In a first for Vietnamese cinema, director Tran Thanh Huy’s 2019 film Rom won the New Current Award at the 24th Busan International Film Festival. Centering on a group of characters who live in an apartment block on the verge of redevelopment, the movie offers an authentic and gritty perspective of working class life in Ho Chi Minh City. What’s even more remarkable is how director Huy spent eight years making the film—pouring his heart and soul into a work that’ll hopefully set a new standard for Vietnamese filmmaking.
Hope Through Lottery
The movie’s title comes from its main character, a 14 year old boy named Rom—who was abandoned by his parents on a street corner while their apartment was being demolished. One day, Rom helps a woman pick a correct lottery number and amass a small fortune. In return, the lady lets him stay in a small corner of the apartment complex she lives in.
Surviving on his own wits, Rom manages to make a living by helping the people in that apartment complex place bets; if he guesses correctly, he earns a commission from any wins. The movie’s soul comes from four supporting characters that Rom helps. All four share multiple traits: besides living in the same complex, they all have a gambling addiction and are willing to be their entire livelihoods towards one random lucky number every day.
Through these supporting characters and Rom, the film is able to explore many different facets of poverty. During Rom, we learn that all those supporting characters have various motivations—often heartbreaking—to take up gambling. There’s an old lady who wants to regain her life as a well-respect teacher; a widower who lost his wife and child in a car accident and continues seeing them as ghosts; a painter who wants to help his wife open a tailor shop; and a mother who wants to pay for her child’s cancer treatment.

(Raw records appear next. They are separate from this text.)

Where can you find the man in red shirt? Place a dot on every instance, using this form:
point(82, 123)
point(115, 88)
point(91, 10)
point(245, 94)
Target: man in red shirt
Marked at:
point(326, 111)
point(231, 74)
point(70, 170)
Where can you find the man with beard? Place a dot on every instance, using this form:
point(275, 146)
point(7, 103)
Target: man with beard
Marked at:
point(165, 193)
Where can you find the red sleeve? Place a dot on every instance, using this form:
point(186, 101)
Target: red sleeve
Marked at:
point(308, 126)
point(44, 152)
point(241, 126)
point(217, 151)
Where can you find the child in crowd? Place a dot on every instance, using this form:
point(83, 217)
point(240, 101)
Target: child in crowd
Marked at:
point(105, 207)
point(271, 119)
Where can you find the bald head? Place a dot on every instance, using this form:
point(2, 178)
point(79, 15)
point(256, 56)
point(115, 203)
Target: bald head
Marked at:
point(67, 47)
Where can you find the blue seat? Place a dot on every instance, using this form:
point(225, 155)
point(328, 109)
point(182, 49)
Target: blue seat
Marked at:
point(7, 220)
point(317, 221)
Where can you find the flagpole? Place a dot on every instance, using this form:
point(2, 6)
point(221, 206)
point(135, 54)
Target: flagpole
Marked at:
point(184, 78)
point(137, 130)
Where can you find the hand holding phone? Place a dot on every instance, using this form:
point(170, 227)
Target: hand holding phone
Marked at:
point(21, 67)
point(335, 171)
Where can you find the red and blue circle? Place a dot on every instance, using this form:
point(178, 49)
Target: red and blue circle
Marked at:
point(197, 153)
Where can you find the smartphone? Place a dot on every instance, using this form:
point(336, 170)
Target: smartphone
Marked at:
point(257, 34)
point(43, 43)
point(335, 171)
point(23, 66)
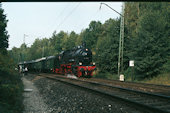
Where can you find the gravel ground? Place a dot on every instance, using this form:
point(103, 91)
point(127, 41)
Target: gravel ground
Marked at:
point(33, 102)
point(49, 96)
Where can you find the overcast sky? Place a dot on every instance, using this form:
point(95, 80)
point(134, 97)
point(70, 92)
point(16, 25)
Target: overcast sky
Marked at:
point(39, 20)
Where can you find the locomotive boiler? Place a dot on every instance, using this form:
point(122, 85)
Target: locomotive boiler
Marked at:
point(76, 61)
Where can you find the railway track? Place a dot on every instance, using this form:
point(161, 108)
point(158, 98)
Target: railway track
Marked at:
point(152, 88)
point(147, 102)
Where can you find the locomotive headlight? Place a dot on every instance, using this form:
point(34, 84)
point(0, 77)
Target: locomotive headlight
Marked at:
point(80, 63)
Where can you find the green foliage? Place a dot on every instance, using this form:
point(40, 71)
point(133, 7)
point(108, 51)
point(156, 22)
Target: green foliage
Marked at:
point(11, 87)
point(3, 33)
point(107, 47)
point(151, 46)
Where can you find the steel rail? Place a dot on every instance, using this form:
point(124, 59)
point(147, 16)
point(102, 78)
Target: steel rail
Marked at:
point(134, 103)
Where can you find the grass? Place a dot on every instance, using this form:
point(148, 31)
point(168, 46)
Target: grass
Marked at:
point(162, 79)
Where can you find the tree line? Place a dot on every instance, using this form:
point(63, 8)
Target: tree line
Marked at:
point(146, 41)
point(11, 86)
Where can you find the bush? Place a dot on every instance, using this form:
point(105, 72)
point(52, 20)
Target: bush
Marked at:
point(11, 87)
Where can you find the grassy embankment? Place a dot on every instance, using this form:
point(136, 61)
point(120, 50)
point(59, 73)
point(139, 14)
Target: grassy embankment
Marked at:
point(11, 87)
point(162, 79)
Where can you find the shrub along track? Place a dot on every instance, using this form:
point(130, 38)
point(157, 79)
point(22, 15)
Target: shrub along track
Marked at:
point(147, 102)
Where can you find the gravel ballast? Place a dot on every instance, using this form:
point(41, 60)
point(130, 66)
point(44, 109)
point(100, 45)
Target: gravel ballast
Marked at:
point(56, 97)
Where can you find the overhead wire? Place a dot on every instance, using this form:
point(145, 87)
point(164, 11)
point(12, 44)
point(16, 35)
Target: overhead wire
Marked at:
point(59, 15)
point(68, 15)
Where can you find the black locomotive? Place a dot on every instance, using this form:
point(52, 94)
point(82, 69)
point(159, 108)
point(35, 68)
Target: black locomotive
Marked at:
point(77, 61)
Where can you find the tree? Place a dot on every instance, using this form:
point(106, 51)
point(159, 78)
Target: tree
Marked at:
point(107, 47)
point(91, 34)
point(152, 44)
point(3, 33)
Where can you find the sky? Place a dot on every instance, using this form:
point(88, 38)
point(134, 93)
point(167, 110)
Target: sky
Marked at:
point(40, 20)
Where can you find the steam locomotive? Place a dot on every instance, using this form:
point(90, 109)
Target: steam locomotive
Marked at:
point(76, 61)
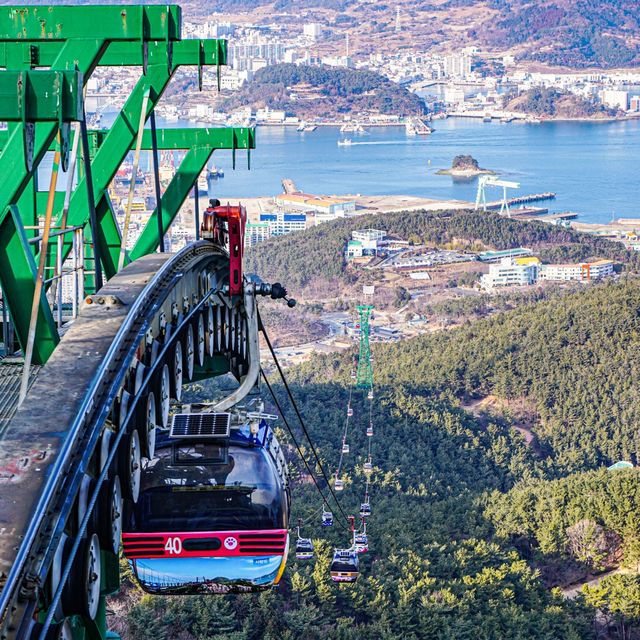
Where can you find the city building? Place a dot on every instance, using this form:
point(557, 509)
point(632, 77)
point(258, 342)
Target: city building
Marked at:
point(581, 272)
point(509, 273)
point(369, 239)
point(457, 65)
point(615, 98)
point(354, 249)
point(493, 256)
point(281, 223)
point(312, 30)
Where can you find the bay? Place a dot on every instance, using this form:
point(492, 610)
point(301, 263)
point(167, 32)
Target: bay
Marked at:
point(592, 167)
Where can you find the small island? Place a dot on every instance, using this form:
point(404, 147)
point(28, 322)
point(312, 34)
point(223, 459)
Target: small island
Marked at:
point(464, 166)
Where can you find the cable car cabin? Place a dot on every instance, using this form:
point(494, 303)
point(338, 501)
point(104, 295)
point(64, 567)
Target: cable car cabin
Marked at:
point(304, 549)
point(361, 543)
point(213, 512)
point(345, 566)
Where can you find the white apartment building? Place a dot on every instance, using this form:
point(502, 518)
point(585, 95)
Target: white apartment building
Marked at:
point(281, 223)
point(256, 232)
point(457, 65)
point(582, 272)
point(508, 273)
point(616, 99)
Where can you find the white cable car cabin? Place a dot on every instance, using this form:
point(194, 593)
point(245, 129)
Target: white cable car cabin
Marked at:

Rom himself has a tragic motivation as well: he wants to see his parents again. All these characters’ fates become intricately interwoven through not only the lottery, but also constant threats from high-interest debt collectors.
A Tilted World
Besides containing empathy-invoking characters, Rom also uses visuals to paint a stirring picture of working class life in Ho Chi Minh City. All of the film’s scenes are shot in the city itself, and usually leverage natural weather conditions and lighting. While this was the byproduct of a low budget, it helps the movie feel genuine to its setting.
Furthermore, shooting in natural conditions across Ho Chi Minh City necessitated a high degree of skill. The movie required different kinds of cameras, whose footage then required synchronization into a consistent color theme.
Rom also innovates by not only shooting characters up close, but also doing so with a tilted angle. In fact, the Busan International Film Festival initially rejected the movie because the festival organizers did not know this tilt was intentional.
By slanting the frames, Rom perfectly captures the life of Ho Chi Minh City’s working class—where nothing is stable or smooth, and there’s fierce competition to survive by treating others as enemies. However, Rom also shows that there are still people willing to lend a helping hand in this urban jungle, as seen through one powerful scene where the camera angle is straight.
A Director’s Journey
Director Huy himself deserves praise for creating this unique movie, and representing righteousness, courage, and passion in his filmmaking.
As Huy told Cinema Escapist in an interview, Rom took eight years to make. It had no corporate sponsorships, fancy costumes, beautiful sets, or famous stars. Instead, all of its crew were first time filmmakers; Huy decided to make this feature after winning multiple short film awards after graduating college at age 22.
While at that age Huy could’ve made a movie purely for financial purposes, he decided not to. Instead, he drew inspiration from his own life as a lottery delivery boy who lived in an apartment complex that awaited demolition for a decade. Even when a group of Vietnam’s most well-established directors asked Huy out for coffee to talk him out of making Rom, he stuck to his conviction of telling the story of people at the bottom pit of society.
With Rom, Huy’s message to those struggling at society’s margins is clear: never give up hope, and always run toward a better future. It’s a fitting message, because Rom itself sets a new precedent for future Vietnamese filmmakers. Now, as Huy said to Cinema Escapist, “it’s possible to make a movie for the sake of art and genuine storytelling.”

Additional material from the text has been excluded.